Buck stated he and the other prisoners lay outside under guard at the town spring with six inches of snow on the ground. Waiting until everyone but the guards and sentries were asleep in the camp, he quickly wove his way through it, concealed among some tents to a string of horses, hopped on one, and rode off. Johnson waited on the outskirts o) and camps in West Plains, then circled back to where the horses were, took off with eight or nine more (accounts vary), and rode all night to the camp of a Confederate company just across the line in Arkansas. Buck attributed his success to his still being in a federal jacket, and the soldiers thought he was one of them taking water to the horses. 
 
The others weren't so lucky, shot at dawn and thrown into the graves they dug. One account says that after the executions Buck returned to West Plains with some Confederate soldiers and stole more horses, precisely 16. Johnson was a great judge of horse flesh and was impressed that the Nebraska Cavalry had one color of animals for each company of excellent quality, and he and his buddies followed the army for weeks, picking off additional horses.
 
Buck was back in Confederate service, where he remained until the end of the war. He returned to West Plains and married in 1867. His wife died five years later.
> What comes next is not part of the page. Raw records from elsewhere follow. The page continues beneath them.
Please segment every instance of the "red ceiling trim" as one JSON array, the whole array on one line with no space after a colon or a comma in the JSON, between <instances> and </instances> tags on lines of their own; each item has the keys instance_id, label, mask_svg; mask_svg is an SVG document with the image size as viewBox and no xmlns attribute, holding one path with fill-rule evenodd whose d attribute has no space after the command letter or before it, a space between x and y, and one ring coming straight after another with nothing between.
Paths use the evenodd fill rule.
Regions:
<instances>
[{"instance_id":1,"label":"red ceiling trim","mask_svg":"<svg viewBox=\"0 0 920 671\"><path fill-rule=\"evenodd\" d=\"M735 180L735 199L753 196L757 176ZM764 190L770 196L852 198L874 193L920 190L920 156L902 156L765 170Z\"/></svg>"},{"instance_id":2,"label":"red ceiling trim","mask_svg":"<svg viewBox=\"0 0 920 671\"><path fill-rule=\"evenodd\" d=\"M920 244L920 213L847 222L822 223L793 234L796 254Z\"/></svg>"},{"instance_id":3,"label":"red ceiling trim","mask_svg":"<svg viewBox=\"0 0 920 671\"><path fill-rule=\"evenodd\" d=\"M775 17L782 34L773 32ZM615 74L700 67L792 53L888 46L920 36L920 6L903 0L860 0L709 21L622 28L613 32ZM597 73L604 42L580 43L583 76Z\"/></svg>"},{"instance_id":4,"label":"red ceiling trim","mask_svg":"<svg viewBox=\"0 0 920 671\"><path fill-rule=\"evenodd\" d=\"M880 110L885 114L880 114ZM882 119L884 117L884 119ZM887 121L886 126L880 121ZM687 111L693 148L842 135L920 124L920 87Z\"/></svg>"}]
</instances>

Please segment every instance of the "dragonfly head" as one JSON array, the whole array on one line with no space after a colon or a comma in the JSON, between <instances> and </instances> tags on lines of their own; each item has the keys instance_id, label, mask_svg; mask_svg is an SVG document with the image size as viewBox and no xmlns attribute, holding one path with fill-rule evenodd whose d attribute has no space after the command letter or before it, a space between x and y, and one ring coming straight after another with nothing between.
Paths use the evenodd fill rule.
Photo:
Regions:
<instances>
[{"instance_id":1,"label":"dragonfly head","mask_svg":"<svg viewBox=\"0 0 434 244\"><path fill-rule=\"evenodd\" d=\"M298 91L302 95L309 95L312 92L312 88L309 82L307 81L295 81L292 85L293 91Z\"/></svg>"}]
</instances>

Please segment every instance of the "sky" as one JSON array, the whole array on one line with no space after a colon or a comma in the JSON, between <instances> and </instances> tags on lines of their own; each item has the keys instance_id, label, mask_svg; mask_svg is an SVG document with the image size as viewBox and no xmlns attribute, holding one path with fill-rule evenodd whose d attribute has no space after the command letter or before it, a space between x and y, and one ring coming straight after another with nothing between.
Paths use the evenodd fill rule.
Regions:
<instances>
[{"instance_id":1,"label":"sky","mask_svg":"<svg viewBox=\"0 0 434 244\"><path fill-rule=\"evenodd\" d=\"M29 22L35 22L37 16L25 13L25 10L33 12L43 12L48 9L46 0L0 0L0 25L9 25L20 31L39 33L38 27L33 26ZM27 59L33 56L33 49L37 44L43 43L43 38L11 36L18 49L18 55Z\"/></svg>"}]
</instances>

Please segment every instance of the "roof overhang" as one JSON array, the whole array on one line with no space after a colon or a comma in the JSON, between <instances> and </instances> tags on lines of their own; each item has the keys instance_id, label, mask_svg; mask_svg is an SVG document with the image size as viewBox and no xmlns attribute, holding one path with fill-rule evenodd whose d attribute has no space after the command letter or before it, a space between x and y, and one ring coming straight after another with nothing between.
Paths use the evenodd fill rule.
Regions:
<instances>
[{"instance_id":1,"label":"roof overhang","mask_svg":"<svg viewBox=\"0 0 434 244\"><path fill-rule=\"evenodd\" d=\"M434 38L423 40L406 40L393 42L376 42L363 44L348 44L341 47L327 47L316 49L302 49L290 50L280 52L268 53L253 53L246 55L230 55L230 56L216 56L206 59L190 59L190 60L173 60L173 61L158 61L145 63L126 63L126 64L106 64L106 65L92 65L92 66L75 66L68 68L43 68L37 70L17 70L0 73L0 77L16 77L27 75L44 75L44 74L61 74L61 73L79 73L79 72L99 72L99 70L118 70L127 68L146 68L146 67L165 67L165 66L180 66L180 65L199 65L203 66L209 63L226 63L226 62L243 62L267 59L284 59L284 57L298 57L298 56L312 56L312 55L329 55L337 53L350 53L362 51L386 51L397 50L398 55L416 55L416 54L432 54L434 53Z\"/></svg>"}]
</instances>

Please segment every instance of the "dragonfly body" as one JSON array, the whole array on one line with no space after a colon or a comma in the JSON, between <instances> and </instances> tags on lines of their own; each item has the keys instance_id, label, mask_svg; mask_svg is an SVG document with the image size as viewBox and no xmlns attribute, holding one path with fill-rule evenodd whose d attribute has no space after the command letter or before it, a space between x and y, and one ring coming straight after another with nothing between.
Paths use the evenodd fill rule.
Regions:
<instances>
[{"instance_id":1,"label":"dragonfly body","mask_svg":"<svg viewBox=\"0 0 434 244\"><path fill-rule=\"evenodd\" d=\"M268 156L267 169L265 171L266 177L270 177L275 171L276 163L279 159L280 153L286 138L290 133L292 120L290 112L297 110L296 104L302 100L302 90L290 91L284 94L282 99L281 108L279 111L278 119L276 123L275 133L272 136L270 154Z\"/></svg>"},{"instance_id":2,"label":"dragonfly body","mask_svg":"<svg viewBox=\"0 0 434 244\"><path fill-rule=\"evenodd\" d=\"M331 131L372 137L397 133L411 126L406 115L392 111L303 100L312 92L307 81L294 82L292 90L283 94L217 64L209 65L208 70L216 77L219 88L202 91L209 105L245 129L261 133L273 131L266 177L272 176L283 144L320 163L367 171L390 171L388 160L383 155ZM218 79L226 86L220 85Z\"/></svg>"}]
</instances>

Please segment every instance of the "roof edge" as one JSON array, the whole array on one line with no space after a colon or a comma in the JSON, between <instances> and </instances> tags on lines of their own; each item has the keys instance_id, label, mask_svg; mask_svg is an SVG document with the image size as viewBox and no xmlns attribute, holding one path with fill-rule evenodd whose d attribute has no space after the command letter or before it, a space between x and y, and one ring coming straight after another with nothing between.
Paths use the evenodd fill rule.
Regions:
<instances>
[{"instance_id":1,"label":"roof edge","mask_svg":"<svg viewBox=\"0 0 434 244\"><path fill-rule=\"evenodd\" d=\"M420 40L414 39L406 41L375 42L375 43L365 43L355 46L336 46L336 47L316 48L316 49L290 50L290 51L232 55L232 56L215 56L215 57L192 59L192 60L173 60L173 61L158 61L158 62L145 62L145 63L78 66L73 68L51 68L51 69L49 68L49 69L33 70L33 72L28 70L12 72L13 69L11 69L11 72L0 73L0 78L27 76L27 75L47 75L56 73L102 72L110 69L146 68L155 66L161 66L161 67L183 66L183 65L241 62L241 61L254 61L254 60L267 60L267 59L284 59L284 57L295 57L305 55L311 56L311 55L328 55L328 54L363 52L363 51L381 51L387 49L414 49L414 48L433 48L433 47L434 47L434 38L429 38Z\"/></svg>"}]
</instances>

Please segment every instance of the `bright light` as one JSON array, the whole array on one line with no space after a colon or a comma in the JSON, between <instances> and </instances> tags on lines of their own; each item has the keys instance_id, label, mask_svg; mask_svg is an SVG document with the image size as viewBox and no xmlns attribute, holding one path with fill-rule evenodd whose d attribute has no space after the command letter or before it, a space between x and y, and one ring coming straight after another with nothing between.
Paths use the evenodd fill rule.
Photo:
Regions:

In a few years, Buck remarried, raised an extended family, and developed a reputation as a dealer in fine horses and some livestock. He was also known as an exceptional deer hunter, killing only male deer, hence the name Buck. 
 
Cox and Young were dug up after the war and placed in local cemeteries. Buck took his own life in June 1918 following a struggle with skin cancer. He is buried in Oaklawn Cemetery. His wife "Polly" lived another twenty years and was buried beside Buck in Oaklawn.
 
Buck Johnson became well-known, respected, and a local folk hero. In 1913, when he was tried on a charge of selling liquor, a jury of his peers acquitted him. 
 
Colonel Livingston, also a medical doctor, went on to become a brevet General during the war, ending up in command of a portion of the northwestern frontier of the United States fighting hostile Indians.  He worked for the railways building through Nebraska and westward, while attending to his medical career.  He continued to rise in prominence and eventually became the Governor of Nebraska.  For all his accomplishments, it appears he met his match in the person of Buck Johnson of Howell County.